# Dandelion Honey



## jcam222 (May 25, 2020)

I have had several posts show up on my Facebook page lately about using dandelions as food.  From young greens in salad to frying the battered flowers. Today I happened across several posts on making dandelion honey. The people making it were doing so as they were vegan. Not vegan here but it set off a lightbulb in my head that perhaps I could keto up the process and make a sugar free honey. The idea overall sounded crazy but with plenty of time to spare today and dandelions a plenty it was time to give it a go. 

*Ingredients*

About 100 medium to large dandelion flours (about 3.5 oz. by weight)
1 lbs of jicama cubed (I used this to sub in for apples, jicama is very low in carbs but has a hint of sweet apple flavor to so I thought it would work well)
4 cups of water
1/4 cup lemon juice
2 to 3.5 cups of sugar substitute  (depends on yield of extract water) 
pinch of salt
First it was time to go out in the sun and find some dandelions. My hard had just been mowed so I went out to our local reservoir. There were dandelions aplenty so it was not long until I had a big quart zip lock bag stuffed. These were nice big sticky dandelions with a lot of pollen on them staining my hands. These are the ones you want. Just pick the flower and the little green section below it. 








Here are the rest of the ingredients. I used a blend of about 2/3 allulose and 1/3 golden monk fruit sweetener.  If you aren't doing sugar free you could use a blend of light brown cane sugar and  regular sugar. 







Several recipes I found called for trimming all of the green from the bottom of the blossom , boiling a few minutes and steeping overnight. This one said it was find to leave the green part on and no need to steep overnight. Add the water, lemon juice, dandelion flowers and pinch of salt and boil for 20 to 30 minutes.  It looks pretty disgusting at this stage lol but on I went. 






After about 25 minutes I strained out the jicama and dandelion flowers. Press them out really good to get all the goodness. This is when you determine how much sweetener to use. I went by volume. I had about 2 1/2 cups of liquid so I added 2  1/2 cups of the sweetener which i ended up bumping up by about another 1/4 cup. I simmered for about an hour and then bumped it to a gentle boil.  You stir it at first to dissolve sweetener initially but then quit stirring for the duration. Too much stirring will cause crystallization. You are working to reduce by about 1/3 or so. You check readiness by putting a plate in the frig and getting it nice and cold. When you drizzle a spoonful on there it comes up to room temp quickly. When that is at the consistency you want you are done. Pour hot into jars and let cool.

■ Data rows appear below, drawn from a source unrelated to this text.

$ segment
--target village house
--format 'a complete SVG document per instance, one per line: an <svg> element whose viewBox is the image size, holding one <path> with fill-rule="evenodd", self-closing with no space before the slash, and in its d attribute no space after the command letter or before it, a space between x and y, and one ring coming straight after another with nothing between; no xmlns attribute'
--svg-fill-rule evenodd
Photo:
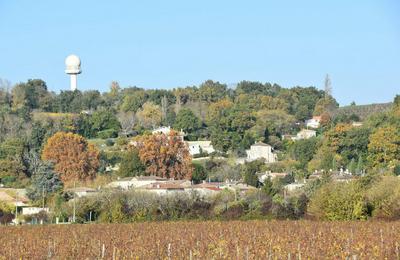
<svg viewBox="0 0 400 260"><path fill-rule="evenodd" d="M153 183L164 183L168 179L158 176L136 176L120 178L107 185L108 188L120 188L123 190L129 190L132 188L140 188Z"/></svg>
<svg viewBox="0 0 400 260"><path fill-rule="evenodd" d="M263 173L257 173L258 180L259 180L261 183L264 183L264 181L265 181L267 178L270 178L271 180L273 180L273 179L275 179L275 178L284 178L284 177L286 177L287 175L288 175L287 172L271 172L271 171L266 171L266 172L263 172Z"/></svg>
<svg viewBox="0 0 400 260"><path fill-rule="evenodd" d="M171 133L171 131L173 131L173 129L170 126L161 126L159 128L154 129L153 131L151 131L151 133L153 135L156 134L164 134L164 135L169 135ZM185 132L182 131L176 131L178 136L180 137L180 139L183 141L183 138L185 137Z"/></svg>
<svg viewBox="0 0 400 260"><path fill-rule="evenodd" d="M258 159L264 159L265 163L276 162L276 154L272 152L272 146L263 142L256 142L250 146L249 150L246 150L247 162L251 162Z"/></svg>
<svg viewBox="0 0 400 260"><path fill-rule="evenodd" d="M24 207L22 208L22 215L34 215L34 214L39 214L40 212L46 212L49 213L50 210L49 208L39 208L39 207Z"/></svg>
<svg viewBox="0 0 400 260"><path fill-rule="evenodd" d="M211 154L215 152L211 141L188 141L186 142L190 155L198 155L202 153Z"/></svg>
<svg viewBox="0 0 400 260"><path fill-rule="evenodd" d="M185 192L185 187L178 183L152 183L147 185L146 187L140 187L139 189L145 190L148 192L156 193L157 195L168 195L168 194L176 194L179 192Z"/></svg>
<svg viewBox="0 0 400 260"><path fill-rule="evenodd" d="M317 136L317 132L315 130L302 129L300 132L297 133L296 136L292 137L292 140L298 141L303 139L309 139L315 136Z"/></svg>
<svg viewBox="0 0 400 260"><path fill-rule="evenodd" d="M97 190L96 189L87 188L87 187L70 188L70 189L66 189L65 191L73 193L78 198L87 197L87 196L93 196L93 195L97 194Z"/></svg>
<svg viewBox="0 0 400 260"><path fill-rule="evenodd" d="M0 201L15 207L27 207L29 199L25 189L0 188Z"/></svg>
<svg viewBox="0 0 400 260"><path fill-rule="evenodd" d="M293 191L303 188L304 185L305 185L305 183L290 183L290 184L285 185L283 188L287 192L293 192Z"/></svg>
<svg viewBox="0 0 400 260"><path fill-rule="evenodd" d="M313 116L311 119L306 120L306 127L318 128L321 124L321 116Z"/></svg>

Ok so I had no real belief that this would taste much like honey. I thought best case it would be edible and just like a sweet syrup. This stuff is definitely flavored like honey!! It gets  a beautiful medium amber color and is rich and floral. I think the jicama did give it the slightest hint of apple as well. This may just be the keto millionaire idea LOL. I will be making a LOT more for friends and as gifts for sure. My neighbors wont need to spray for dandelions I will be picking them all. 

Thanks for looking and reading through this strange adventure :)


----------



## TNJAKE (May 25, 2020)

Very cool. We pick dandelions.....batter and fry. It's a thing. Pretty tasty as well


----------



## Winterrider (May 25, 2020)

Sounds very interesting. . .


----------



## Bearcarver (May 25, 2020)

Jcam222
I never had Dandelion Honey, except that maybe the bees around here have been visiting my Dandelions.

I have had Dandelion Wine that my Great Grandfather used to make, but he died when I was in Vietnam, in 1969.

However if you do eat the young Greens that you mentioned in post #1,  You should try my "Pennsylvania Hot Bacon Dressing".  Below is a Step by Step on how to make it.
I like it on a Lettuce & Tomato Salad even more than on Dandelion Greens.

Here's a link:
Hot Bacon Dressing (Pennsylvania Dutch)

Bear


----------



## jcam222 (May 25, 2020)

TNJAKE said:


> Very cool. We pick dandelions.....batter and fry. It's a thing. Pretty tasty as well


I’m trying that next Jake. People say it tastes like fried shrooms.


----------



## jcam222 (May 25, 2020)

Bearcarver said:


> Jcam222
> I never had Dandelion Honey, except that maybe the bees around here have been visiting my Dandelions.
> 
> I have had Dandelion Wine that my Great Grandfather used to make, but he died when I was in Vietnam, in 1969.
> ...


I’ll have to give that a try!!


----------



## TNJAKE (May 25, 2020)

jcam222 said:


> I’m trying that next Jake. People say it tastes like fried shrooms.


Yep that was my thinking


----------



## Sowsage (May 25, 2020)

We use to batter and fry them as well and yes i always thought they tasted similar to mushrooms... Have not done it in a while because I usually treat the yard now soooooo...probably not a good idea lol. That honey looks pretty good! I could see it tasting lime honey from all the pollen. Nice job!


----------



## tx smoker (May 26, 2020)

Jeff...the honey looks real good. We use a little around here but only a small drizzle on a biscuit, a jar lasts a long time    Looks like the time you put into that was well worth it, and I bet it was a fun little project to delve into. Great job sir!!

Robert


----------



## smokerjim (May 26, 2020)

Looks good, never had it, had lots of dandelion wine in my younger days though .


----------



## xray (May 27, 2020)

Jeff that looks delicious! Didn’t even know there was such a thing as dandelion honey. I knew folks that made wine.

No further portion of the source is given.